Social-Cognitive Deficits in Normal Aging
Joseph M. Moran, Eshin Jolly, and Jason P. Mitchell
J. Neurosci. 2012;32 5553-5561
A sizeable number of studies have implicated the default network (e.g., medial prefrontal and parietal cortices) in tasks that require participants to infer the mental states of others (i.e., to mentalize). Parallel research has demonstrated that default network function declines over the lifespan, suggesting that older adults may show impairments in social-cognitive tasks that require mentalizing. Older and younger human adults were scanned using functional magnetic resonance imaging while performing three different social-cognitive tasks.
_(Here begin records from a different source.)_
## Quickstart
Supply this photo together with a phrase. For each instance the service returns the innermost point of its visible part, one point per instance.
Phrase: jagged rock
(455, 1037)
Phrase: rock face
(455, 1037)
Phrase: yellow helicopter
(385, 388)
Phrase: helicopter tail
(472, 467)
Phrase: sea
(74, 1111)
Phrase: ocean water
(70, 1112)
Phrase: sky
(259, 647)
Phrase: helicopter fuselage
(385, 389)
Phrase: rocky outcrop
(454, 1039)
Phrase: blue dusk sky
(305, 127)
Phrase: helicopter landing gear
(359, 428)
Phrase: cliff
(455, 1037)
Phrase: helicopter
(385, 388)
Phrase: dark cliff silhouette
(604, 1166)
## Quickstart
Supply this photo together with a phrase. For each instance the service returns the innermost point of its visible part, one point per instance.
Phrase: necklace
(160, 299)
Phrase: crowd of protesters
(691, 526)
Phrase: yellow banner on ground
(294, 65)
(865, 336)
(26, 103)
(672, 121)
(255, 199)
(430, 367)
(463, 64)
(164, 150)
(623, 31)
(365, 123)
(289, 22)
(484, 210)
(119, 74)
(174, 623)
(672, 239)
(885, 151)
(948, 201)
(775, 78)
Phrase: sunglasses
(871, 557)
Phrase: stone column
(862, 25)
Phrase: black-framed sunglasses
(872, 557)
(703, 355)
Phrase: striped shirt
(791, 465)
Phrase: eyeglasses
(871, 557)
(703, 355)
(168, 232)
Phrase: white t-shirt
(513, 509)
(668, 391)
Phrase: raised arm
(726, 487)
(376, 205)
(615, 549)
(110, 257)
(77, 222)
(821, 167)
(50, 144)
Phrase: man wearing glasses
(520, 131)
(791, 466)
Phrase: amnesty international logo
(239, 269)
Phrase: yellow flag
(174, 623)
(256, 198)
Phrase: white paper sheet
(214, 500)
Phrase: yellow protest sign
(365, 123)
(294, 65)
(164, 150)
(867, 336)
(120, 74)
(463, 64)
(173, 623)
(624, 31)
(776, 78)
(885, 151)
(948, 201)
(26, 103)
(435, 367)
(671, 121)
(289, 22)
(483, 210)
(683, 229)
Across three mentalizing paradigms, younger and older adults viewed animated shapes in brief social vignettes, stories about a person's moral actions, and false belief stories. Consistent with predictions, older adults responded less accurately to stories about others' false beliefs and made less use of actors' intentions to judge the moral permissibility of behavior. These impairments in performance during social-cognitive tasks were accompanied by age-related decreases across all three paradigms in the BOLD response of a single brain region, the dorsomedial prefrontal cortex. These findings suggest specific task-independent age-related deficits in mentalizing that are localizable to changes in circumscribed subregions of the default network.